Por outro lado, há ainda o fato de que estando em províncias tão afastadas dos centros produtores e consumidores de arte, como Rio de Janeiro e, obviamente, a Europa, tais artistas se viram, historicamente, obrigados a lançar mão do trunfo que é ser amazônida, estar na Amazônia, gozar de experiencias e material únicos, inéditos, que certamente encontram no público boa clientela e nas editoras interesse.
Compreensível, este movimento (pelo qual eu mesmo passei, tão logo pude realizar o sonho tão ansiado de cá perder-me para só então me achar) acaba, contudo, traindo a Amazônia e interpondo uma contradição em termos, porque mormente se produz sobre a Amazônia uma arte que toma a Amazônia de verdade, real, concreta, pelo estereótipo que dela fazem justamente aqueles que nada dela conhecem. Gato por lebre ou, pior, gato por maracajá, nos deixamos todos enlear com menor ou maior grau pelo assédio alegórico, como se, por sermos brasileiros, nos sentíssemos obrigados a só compor sambas e só cozinhar feijoadas, já que é isso que os não-brasileiros intuem que façamos o tempo todo.
O resultado é uma literatura prenhe de contos e crônicas eivados de “lendas e mitos”, infinitas versões sobre mitos indígenas deturpados (porque desatrelados da matriz epistemológica que os engendra e que seu sentido, como todo mito, é instanciar) e uma arte plástica pictórica e epistemologicamente comprometida em reproduzir a alegoria que os que não estão na Amazônia desejam ver sobre ela produzida. Botos estando para feijoadas assim como... caipirinha demais.
Daí os quadros com mulheres indígenas sensualizadas, com seios e redondas coxas à mostra, em poses sensuais, banhando-se ao luar, que assolam as peixarias para turistas. Essa produção pode ter muito valor se tomada não como narrativa, mas como objeto. E é a isso que tenho me dedicado: em investigar como a produção artística sobre a Amazônia reitera pressupostos muito comodamente assentados no imaginário popular sobre a Amazônia e acaba refém, por conseguinte, de uma reprodução de artefatos que realizem, personifiquem, a cada obra, essa suíte de signos pela epistemologia ocidental imposta à Amazônia.
Há aqui, em meu percurso, alguns pressupostos. O primeiro deles é que “a Amazônia” consiste em uma abstração, ela mesma artefato, produzida no plano do discurso pelos agentes que operam o idioma epistemológico ocidental. Grosso modo, é como se o pensamento ocidental, ordenado como é, fornecesse aos indivíduos algoritmos pré-formatados com os quais pensar a Amazônia.
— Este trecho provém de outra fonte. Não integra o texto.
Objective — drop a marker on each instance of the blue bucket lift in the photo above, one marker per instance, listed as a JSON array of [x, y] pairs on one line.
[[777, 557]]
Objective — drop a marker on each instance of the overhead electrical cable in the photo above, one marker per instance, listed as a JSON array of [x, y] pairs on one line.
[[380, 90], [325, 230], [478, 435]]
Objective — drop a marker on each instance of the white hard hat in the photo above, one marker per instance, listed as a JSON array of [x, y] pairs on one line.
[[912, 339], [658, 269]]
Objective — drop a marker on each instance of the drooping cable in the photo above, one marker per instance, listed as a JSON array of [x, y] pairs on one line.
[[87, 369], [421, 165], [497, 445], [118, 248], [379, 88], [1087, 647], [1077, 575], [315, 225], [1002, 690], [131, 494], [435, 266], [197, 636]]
Algo como: “Amazônia = exótico, natureza, índios, rios, peixes, floresta, água, caboclo”. “Natureza = lenda, mito, índio, floresta, recursos, riqueza, fragilidade, inferior, proteção, preservação, involuído, primitivo, inculto, simples, domesticável, cru”. “Cultura = ciência, conhecimento, arte, evolução, evoluído, superior, religião, pensamento, reflexão, tecnologia, progresso, avanço, desenvolvimento, sabedoria”. Esses conjuntos de signos e valores, orquestrados como são pelas feições do regime de conhecimento ocidental, gravitam em torno da clássica e, infelizmente ainda não superada, polaridade que é o mito fundador da episteme moderna: natureza versus cultura ou, hierarquicamente, cultura versus natureza (e a ordem dos fatores é, aqui, fundamental).
Assim como uma língua, estes signos e valores se inter-relacionam de maneira sistêmica, de modo que o discurso consiste em manifestações peculiares destas possibilidades todas. Portanto, muito da arte que se produz na ou sobre a Amazônia fica refém deste campo simbólico e, infelizmente, até certo tempo, desta polaridade cultura versus natureza. Pensemos a arte como discurso, narrativa, e as peças como manifestações dos cálculos que os artífices fazem com os termos fornecidos pelo sistema.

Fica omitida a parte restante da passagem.